Approximately four months into Texas’s law prohibiting abortion once embryonic cardiac activity is detected at about six weeks when most women don’t yet know they are pregnant, economic indicators in the state began registering some unanticipated effects.
Third quarter earnings for Texas retail stores and online sales saw dramatic increases in sales of couches and folding cots.
Sales of Trojan condoms fell 75% and sales of birth control pills, IUDs, caps, and diaphragms, dropped to nearly zero, and lingerie sales dropped 90%.
The reason quickly became clear: In a Lysistrata-like move (referring to the women of ancient Troy who refused sex until the men stopped making war), women were escorting men from their bedrooms and refusing sex in record numbers, forcing them to sleep on couches and cots due to their rage at the law.
“Texas was the last straw,” said Joanne Smith, the Fort Worth resident whose new Facebook page launched the statewide boycott.
“We’re furious, we’ve had it. Men are no longer welcome to enjoy sex with us, in the bedroom or anywhere else. Birth control fails us. Men are so lax. If we get pregnant, it’s on us, health problems, kids and all. And now, effectively, all abortions are illegal in Texas. No sex till they fix this.”
News of the lockout quickly garnered national attention as women and girls of all sexual, political and religious stripes joined in solidarity with their Texas sisters.
“No ticky, no laundry,” became the rallying cry.
Texas men stood in their boots under the Texas sun and were stunned.
Legislators who had passed the laws, were having second thoughts as not only their wives and daughters were saying no, but their interns, secretaries and mistresses were also refusing sex.

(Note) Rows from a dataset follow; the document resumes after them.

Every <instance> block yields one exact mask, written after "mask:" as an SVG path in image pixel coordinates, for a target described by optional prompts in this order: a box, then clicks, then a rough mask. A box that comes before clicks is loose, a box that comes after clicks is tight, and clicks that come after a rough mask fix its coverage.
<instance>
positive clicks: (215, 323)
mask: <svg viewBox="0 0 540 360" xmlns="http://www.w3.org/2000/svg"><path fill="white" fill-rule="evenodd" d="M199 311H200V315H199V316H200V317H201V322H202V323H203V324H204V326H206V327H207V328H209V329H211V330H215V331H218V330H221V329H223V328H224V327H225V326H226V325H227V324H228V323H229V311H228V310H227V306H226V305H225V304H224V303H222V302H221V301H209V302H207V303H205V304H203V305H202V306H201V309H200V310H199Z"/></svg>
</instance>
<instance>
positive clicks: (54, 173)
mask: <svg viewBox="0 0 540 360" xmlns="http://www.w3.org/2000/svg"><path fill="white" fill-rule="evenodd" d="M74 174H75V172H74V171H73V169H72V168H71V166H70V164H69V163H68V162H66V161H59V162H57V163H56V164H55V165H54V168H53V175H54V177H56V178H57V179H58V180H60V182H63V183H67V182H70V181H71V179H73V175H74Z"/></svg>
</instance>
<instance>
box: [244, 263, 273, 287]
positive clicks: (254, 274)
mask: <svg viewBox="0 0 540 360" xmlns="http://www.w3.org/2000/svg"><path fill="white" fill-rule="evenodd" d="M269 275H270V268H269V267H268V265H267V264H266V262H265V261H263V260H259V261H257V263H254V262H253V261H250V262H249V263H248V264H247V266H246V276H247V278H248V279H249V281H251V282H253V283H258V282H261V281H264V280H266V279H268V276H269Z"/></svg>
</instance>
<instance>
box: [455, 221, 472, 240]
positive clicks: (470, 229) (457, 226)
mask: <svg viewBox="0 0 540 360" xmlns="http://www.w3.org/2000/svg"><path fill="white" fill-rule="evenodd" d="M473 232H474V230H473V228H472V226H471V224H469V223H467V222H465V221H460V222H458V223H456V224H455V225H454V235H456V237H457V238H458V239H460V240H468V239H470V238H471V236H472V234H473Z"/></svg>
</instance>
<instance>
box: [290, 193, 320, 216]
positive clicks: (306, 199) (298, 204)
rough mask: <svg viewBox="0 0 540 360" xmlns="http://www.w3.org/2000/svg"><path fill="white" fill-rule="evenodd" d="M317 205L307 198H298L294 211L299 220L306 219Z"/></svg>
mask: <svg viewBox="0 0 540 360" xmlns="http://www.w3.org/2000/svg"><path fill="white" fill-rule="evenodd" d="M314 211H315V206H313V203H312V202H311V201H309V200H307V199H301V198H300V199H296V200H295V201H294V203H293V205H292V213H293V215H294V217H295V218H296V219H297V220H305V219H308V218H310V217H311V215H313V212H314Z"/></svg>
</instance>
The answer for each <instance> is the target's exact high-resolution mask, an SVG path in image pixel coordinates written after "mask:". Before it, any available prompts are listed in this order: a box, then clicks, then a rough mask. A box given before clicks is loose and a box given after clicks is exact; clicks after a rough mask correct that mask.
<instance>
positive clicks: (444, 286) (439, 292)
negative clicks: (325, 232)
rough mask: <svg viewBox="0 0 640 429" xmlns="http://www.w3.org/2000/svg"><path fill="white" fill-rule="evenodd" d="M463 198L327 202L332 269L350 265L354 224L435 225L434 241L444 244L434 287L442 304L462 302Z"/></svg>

“My married boyfriend pushed the Texas law through,” said Austin resident Darlene Cox. “‘Oh, don’t worry honey,” he says, ‘if you get pregnant, no way you’re having the baby. My wife would kill me, my career would be ruined.”
A Dallas woman asking to remain anonymous said, “I didn’t know what women’s reproductive rights and women’s lib meant. I thought it was about hating men. But this is a boatload of fun.”
“Unbelievable,” said San Antonio resident Jeffrey Johns. “We’ve been shut out and cut off. We’re distracted and can’t focus. It’s an insult to our manhood. Women are baring their arms and thrusting fists in our faces saying, ‘No more nookie, not till this insanity ends.’ Can’t ranch, can’t ride. I’m at my wit’s end.”
Other groups of concerned men decided to take action and began staging rallies in front of the Austin state capitol, demanding repeal of the law.
Equally alarming was the growing online activity by women searching the terms “Gender reassignment surgery– woman to man,” and “Persuading your partner that gender reassignment surgery for him is in his best interests.”
One Amarillo woman asking to remain nameless, indicated that her legislator husband always referred to the “bliss and joys” of pregnancy and childbirth.
“Men think these are a walk in the park. They have no clue how scary it is. Pregnancy feels like prison. I expect my husband’s transition to female followed by pregnancy and childbirth, to be a great learning experience for him.”
The threat of a “Lorena Bobbitt”- type surprise surgical intervention had men nervously reconsidering where they stood.
Several new measures around the country were taking a different tack. Last April, Utah began requiring biological fathers to share half the medical costs of pregnancy.
“It’s generally just been a hit and run kind of situation, said one Utah man who asked not to be identified, “but now we’re required to pony up. It’s taking all the gusto out of my mojo.”
A few other states were revamping child support laws requiring men who fathered children, to take them for the first three years upon birth, “to give them a good experience of what’s involved, including getting up at night to change diapers and breastfeed, “especially if they’ve transitioned to female” said Smith, and to enjoy the terrible twos.
The boycott was having a devastating economic effect on Texas, bringing business to a grinding halt as bars, nightclubs, and strip clubs began shutting down, conventions, concerts and sports events were being canceled and major corporations began pulling out.
“The pandemic was nothing compared to this,” said one Dallas bar owner named “Joe.”
Fortune 500 companies began worrying that it signaled a nationwide trend.
I think the message is pretty clear, said boycott leader Joanne Smith.“If you want sex, don’t come to Texas.”